MOULINIER Pierre
La Naissance de l’étudiant moderne (XIXe siècle), Paris, Belin, 2002, 336 p.

Livre lu par Nicole Fouché, CNRS

Janvier 2004

L’image de l’" étudiant moderne ", telle qu’on se le représente aujourd’hui, s’enracine dans la culture et dans la société françaises entre 1814 et la Première Guerre mondiale. Elle est en place à la veille de 1914. Tel est l’argument de ce livre.

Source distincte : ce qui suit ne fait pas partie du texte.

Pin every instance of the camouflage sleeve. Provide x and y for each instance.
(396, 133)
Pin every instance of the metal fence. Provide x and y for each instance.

On ne peut pas alors parler de démocratisation des études supérieures, mais on observe déjà quelques traits constitutifs du phénomène qui se développera plus tard (2 500 élèves environ dans les facultés parisiennes au début du siècle ; 42 000 en France en 1914 ; près de 2,5 millions en 2000) : augmentation des effectifs étudiants, diversification sociale du milieu, développement de l’enseignement supérieur provincial ainsi qu’entrée dans l’université française de deux nouvelles catégories d’étudiants : les étrangers et les femmes. Cette croissance est indissociable des changements économiques, culturels et sociaux de la période : amélioration de l’image sociale du médecin, développement du féminisme, accroissement des effectifs des barreaux, besoin d’enseignants dans l’éducation primaire, secondaire et supérieure, besoin de scientifiques et d’ingénieurs dans la société française, etc. Le sérieux dans les études devient la norme (cela change avec le dilettantisme du début de siècle). L’accroissement des effectifs étudiants a pour corollaires la naissance et le développement des associations corporatives. Les étudiants se dotent d’une capacité grandissante d’agir sur les réformes universitaires, voire sur la vie politique.
L’étudiant acquiert une visibilité sociale de plus en plus importante. De nouvelles formes sociales, culturelles et politiques se développent : vie de café, bals étudiants, œuvres d’entraide, associations religieuses, sociétés secrètes, débuts d’une presse écrite, organisation de syndicats, de groupements politiques. On y trouve tous les courants et donc toutes les expressions de la société : de l’antisémitisme violent et des excès des Camelots du roi aux revendications ultra-corporatistes des carabins. L’Université devient un creuset pour des engagements individuels qui se poursuivront ultérieurement.
Le siècle (1814-1914) n’accouche pas brutalement de ces nouvelles structures. Cinquante années de tâtonnements sont nécessaires et la Belle Époque a entériné ces évolutions. La Grande Guerre, loin de les mettre en cause, aura pour conséquence de les accélérer.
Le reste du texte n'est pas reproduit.